Sets the input block size to size bytes. Specify this option in the same way as bs.

Reads input data from file. If you don't specify this option, dd reads data from the standard input.

Displays string when all data has been read from the current volume, replacing all occurrences of %d in string with the number of the next volume to be read. dd then reads and discards a line from the controlling terminal, giving you a chance to change volumes (usually a floppy disk).

Seeks to the nth block of the input file. The distinction between this and skip is that iseek does not read the discarded data; however there are some devices, such as tape drives and communication lines, on which seeking is not possible, so only skip is appropriate.

Sets the output block size to size bytes. Specify this option in the same way as bs. The size of the destination should be a multiple of the value chosen for size. For example, if you choose obs=10k, the destination's size should be a multiple of 10k.

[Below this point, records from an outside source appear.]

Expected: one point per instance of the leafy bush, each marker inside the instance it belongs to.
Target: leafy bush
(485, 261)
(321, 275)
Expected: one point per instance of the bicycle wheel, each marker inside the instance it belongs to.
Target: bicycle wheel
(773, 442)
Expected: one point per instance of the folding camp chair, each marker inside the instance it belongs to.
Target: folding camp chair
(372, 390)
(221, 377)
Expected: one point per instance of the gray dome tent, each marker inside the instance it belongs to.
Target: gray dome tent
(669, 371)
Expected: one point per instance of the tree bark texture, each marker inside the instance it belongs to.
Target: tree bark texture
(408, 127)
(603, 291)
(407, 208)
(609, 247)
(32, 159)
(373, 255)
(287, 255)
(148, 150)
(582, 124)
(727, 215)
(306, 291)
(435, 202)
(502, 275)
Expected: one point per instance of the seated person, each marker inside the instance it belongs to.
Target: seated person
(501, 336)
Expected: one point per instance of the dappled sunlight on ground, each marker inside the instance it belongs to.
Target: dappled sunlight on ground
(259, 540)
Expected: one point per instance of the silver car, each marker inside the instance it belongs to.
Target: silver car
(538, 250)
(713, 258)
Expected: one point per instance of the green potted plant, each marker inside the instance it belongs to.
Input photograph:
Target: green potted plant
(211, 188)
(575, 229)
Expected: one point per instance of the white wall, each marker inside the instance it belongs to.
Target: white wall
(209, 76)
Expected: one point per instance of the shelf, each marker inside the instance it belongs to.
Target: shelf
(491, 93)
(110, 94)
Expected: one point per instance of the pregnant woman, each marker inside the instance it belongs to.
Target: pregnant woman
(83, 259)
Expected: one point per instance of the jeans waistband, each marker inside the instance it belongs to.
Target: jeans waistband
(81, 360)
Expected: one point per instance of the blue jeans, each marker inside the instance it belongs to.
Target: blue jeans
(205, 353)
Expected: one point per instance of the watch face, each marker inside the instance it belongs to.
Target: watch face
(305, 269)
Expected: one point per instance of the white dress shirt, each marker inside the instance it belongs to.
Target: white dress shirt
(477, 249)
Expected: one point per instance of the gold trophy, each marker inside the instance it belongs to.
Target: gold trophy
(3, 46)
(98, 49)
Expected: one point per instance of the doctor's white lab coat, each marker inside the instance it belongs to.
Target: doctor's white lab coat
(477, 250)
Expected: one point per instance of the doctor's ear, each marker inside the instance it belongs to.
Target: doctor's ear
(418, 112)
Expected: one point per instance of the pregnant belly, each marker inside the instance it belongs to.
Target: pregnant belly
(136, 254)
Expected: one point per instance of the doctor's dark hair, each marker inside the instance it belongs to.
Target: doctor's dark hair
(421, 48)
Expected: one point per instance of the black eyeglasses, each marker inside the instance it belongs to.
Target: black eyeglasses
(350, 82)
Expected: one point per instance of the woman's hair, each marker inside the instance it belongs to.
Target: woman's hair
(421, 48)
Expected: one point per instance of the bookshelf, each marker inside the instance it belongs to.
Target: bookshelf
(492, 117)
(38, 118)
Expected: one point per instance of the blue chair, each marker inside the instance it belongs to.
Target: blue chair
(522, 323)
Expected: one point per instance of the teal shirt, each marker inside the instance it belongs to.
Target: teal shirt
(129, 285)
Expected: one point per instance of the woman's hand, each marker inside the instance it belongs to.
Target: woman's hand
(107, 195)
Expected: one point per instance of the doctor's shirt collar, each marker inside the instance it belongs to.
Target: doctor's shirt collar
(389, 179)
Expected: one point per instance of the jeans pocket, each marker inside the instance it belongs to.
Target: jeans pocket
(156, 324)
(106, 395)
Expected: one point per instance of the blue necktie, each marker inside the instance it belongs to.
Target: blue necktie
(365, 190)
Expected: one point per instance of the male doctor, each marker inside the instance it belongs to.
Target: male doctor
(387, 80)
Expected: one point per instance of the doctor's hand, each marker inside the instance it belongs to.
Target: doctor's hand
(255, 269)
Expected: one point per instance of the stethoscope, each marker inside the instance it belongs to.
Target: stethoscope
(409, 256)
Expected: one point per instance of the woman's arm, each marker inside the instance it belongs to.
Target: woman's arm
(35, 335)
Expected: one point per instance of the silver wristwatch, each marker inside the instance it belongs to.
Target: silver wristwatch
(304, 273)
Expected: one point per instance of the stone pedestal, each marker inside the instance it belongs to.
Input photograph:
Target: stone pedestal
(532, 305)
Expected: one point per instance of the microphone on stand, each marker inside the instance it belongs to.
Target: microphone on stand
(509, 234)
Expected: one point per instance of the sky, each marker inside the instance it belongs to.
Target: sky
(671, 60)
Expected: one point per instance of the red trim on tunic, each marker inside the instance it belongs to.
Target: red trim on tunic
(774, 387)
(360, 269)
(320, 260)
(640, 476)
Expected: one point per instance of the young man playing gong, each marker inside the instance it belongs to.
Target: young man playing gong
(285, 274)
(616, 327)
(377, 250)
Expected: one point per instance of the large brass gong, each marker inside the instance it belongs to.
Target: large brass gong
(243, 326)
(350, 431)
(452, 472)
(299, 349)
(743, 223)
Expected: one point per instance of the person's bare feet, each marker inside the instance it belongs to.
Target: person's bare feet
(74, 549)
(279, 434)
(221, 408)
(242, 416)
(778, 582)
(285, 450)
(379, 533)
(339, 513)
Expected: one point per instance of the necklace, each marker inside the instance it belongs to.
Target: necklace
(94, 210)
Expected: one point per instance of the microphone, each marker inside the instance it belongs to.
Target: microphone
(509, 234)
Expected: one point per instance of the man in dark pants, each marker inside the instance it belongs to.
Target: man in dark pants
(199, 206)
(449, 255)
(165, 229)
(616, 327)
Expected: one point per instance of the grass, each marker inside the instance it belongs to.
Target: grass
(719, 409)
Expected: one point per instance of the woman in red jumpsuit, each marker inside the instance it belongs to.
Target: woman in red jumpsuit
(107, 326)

Writes output data to file. Without setting this option, dd writes data to the standard output. dd truncates the output file before writing to it, unless you specified the seek=n operand. If you specify seek=n, but do not specify conv=notrunc, dd preserves only those blocks in the output file over which it seeks. If the size of the seek plus the size of the input file is less than the size of the output file, this can result in a shortened output file.

Displays string when dd runs out of room while writing to the current volume. Any occurrences of %d in string are replaced with the number of the next volume to be written. dd then reads and discards a line from the controlling terminal, giving you a chance to change volumes (usually a floppy disk).

Initially seeks to the nth block of the output file.

Reads and discards the first n blocks of input.